First, it was a question, not a statement. It was a request for clarification about what they really plan on telling this child. About what they plan to say if she presses for more information about what 'girlfriend' means when he clearly already has a wife. I think that's important.
Second, in this day and age, 'girlfriend' usually does mean someone you're having sex with. Not always, obviously. My experience--on forums, etc--has been that it's so common that many people tend to get very critical of people who choose not to have sex with their boyfriend/girlfriend, and act as if that person is abnormal or perhaps has some issues. Based on reading on this board, I don't think it's weird at all that someone would think most people on this forum in particular are having sex with their boyfriends/girlfriends. (Might be an interesting poll.) In fact, a comment addressed to me just last week made the assumption that I am 'fucking' my boyfriend and no one at all stopped to point out that it was, in fact, an assumption, that I have never once said I'm sleeping with him.
But the fact remains, it was a question, not a statement.

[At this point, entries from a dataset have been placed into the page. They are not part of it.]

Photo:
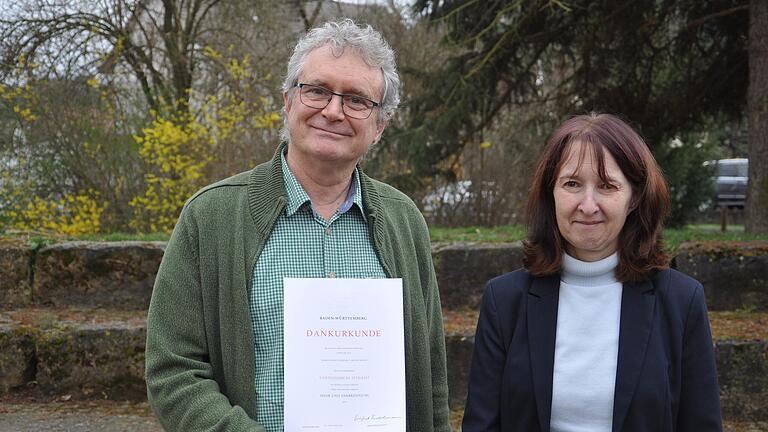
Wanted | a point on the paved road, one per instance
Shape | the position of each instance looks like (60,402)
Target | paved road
(101,416)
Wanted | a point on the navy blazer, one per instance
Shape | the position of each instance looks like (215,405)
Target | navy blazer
(665,377)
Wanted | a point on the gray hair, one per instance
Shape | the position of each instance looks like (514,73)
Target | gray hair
(367,42)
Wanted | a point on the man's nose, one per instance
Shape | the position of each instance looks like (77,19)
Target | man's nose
(334,111)
(588,204)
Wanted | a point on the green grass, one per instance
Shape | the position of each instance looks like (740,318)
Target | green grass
(673,237)
(477,234)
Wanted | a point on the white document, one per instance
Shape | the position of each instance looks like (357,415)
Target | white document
(344,346)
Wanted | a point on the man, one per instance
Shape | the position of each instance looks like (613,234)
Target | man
(214,358)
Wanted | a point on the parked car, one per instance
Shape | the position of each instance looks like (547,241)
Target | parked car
(730,182)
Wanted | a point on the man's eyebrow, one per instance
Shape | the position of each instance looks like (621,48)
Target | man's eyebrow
(354,91)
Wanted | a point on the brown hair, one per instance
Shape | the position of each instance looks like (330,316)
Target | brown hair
(640,247)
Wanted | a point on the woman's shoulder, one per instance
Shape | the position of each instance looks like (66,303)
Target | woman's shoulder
(678,288)
(515,279)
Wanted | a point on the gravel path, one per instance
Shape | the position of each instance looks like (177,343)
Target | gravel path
(101,416)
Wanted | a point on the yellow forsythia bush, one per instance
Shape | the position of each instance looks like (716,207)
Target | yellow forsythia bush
(178,150)
(69,215)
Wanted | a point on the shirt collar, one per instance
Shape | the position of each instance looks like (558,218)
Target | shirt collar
(297,196)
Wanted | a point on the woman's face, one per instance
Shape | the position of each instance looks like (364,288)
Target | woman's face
(590,212)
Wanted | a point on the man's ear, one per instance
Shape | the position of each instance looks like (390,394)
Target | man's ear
(380,126)
(286,102)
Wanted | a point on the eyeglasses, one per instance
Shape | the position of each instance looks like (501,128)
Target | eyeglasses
(354,106)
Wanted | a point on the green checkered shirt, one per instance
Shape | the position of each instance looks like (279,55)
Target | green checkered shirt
(302,244)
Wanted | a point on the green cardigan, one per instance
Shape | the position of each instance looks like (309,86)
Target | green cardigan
(199,353)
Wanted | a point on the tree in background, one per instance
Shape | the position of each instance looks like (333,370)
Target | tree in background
(75,128)
(667,66)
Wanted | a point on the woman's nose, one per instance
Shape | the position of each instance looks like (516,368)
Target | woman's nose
(588,204)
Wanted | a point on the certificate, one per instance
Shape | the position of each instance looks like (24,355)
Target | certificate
(344,353)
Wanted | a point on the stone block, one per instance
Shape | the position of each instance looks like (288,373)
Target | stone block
(88,360)
(114,274)
(16,357)
(742,369)
(463,269)
(734,274)
(15,261)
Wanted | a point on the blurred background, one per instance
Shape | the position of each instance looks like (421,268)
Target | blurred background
(114,112)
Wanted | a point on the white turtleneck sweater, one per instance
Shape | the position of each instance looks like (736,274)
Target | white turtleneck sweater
(586,346)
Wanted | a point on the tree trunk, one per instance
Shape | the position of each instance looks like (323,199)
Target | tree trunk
(757,107)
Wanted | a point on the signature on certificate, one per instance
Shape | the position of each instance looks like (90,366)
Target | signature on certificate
(373,417)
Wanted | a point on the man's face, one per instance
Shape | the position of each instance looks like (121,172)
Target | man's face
(328,135)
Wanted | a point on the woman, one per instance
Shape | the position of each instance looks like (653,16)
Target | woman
(596,333)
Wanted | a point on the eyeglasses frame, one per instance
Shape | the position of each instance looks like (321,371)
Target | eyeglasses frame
(340,95)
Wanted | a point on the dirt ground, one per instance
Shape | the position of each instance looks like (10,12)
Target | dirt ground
(91,416)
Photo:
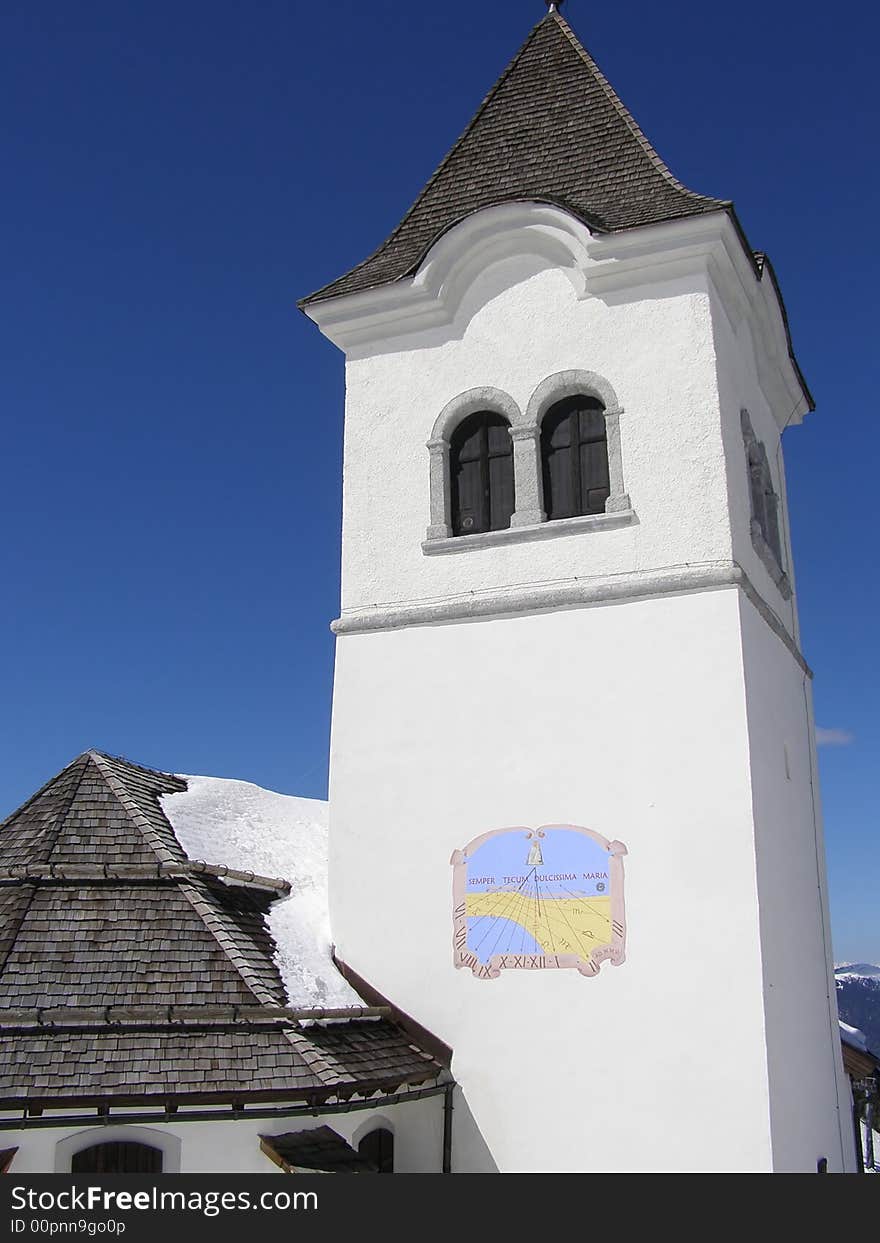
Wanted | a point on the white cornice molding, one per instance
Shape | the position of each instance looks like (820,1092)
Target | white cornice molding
(567,594)
(706,250)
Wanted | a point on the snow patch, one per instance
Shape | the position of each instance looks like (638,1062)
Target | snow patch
(247,828)
(853,1036)
(857,971)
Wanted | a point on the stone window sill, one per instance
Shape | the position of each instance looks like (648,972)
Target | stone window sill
(528,533)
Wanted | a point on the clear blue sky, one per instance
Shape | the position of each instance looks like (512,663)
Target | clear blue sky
(178,174)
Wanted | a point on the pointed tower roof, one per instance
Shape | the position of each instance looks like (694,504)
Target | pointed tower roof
(551,129)
(129,971)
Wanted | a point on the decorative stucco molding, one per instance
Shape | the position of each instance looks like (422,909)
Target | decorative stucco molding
(571,593)
(572,383)
(608,266)
(438,446)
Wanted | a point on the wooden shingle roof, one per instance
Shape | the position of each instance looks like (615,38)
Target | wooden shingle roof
(129,972)
(552,129)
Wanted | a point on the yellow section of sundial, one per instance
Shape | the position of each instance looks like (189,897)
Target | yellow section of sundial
(559,925)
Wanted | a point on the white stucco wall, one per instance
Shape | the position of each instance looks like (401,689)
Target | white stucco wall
(628,720)
(656,354)
(632,719)
(234,1146)
(809,1093)
(738,387)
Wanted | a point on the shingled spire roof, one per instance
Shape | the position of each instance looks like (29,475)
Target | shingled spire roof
(551,129)
(131,972)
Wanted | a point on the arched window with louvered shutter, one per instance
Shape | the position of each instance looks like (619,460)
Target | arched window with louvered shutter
(378,1147)
(481,474)
(574,458)
(117,1157)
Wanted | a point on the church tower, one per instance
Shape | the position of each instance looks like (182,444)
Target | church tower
(574,827)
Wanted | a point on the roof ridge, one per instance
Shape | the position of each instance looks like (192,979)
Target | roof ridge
(438,170)
(134,813)
(131,763)
(551,129)
(635,128)
(39,793)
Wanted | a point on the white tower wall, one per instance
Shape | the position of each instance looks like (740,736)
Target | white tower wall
(628,678)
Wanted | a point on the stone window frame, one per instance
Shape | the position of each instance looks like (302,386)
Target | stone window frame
(528,520)
(86,1137)
(760,476)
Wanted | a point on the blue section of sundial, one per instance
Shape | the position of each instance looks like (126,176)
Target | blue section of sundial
(573,865)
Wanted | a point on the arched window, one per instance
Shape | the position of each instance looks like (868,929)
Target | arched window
(378,1147)
(481,474)
(574,458)
(117,1157)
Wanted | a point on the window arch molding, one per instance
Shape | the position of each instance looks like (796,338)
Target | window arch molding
(453,414)
(167,1144)
(581,383)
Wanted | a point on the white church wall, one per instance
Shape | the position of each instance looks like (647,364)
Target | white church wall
(655,351)
(629,720)
(809,1093)
(233,1146)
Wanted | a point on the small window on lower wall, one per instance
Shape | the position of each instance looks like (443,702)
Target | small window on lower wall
(117,1157)
(378,1147)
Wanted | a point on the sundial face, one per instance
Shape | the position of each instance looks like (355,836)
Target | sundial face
(536,899)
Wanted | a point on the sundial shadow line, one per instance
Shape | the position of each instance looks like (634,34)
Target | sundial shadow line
(510,906)
(506,915)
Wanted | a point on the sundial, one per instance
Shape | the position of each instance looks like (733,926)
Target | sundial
(536,899)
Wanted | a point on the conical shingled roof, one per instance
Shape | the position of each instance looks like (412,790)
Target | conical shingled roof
(127,971)
(551,129)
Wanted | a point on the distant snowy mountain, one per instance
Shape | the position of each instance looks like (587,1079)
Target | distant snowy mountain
(859,998)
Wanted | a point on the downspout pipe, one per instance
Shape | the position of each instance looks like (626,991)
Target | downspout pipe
(448,1128)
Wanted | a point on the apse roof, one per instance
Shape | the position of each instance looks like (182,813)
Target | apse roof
(128,971)
(551,129)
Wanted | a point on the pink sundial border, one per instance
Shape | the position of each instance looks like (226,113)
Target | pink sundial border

My comment was not on the value of open-mindedness or tolerance or teaching it, but on being so eager to exhibit one's open-mindedness that one races into a conversation sooner than might be appropriate, or discusses things that aren't necessary.
I don't find it demeaning at all to introduce someone as a friend. And if my boyfriend had children, I would find their well-being more important than what word was used to describe me. He himself puts concern for my children (and how my dating a married man would affect them) above his feelings about whether I introduce him as a friend or boyfriend. I believe children's well-being should always come above adult's concern about a label. But everyone has their opinion on that, and that's the value of asking a question here and getting different opinions and views on which to reflect.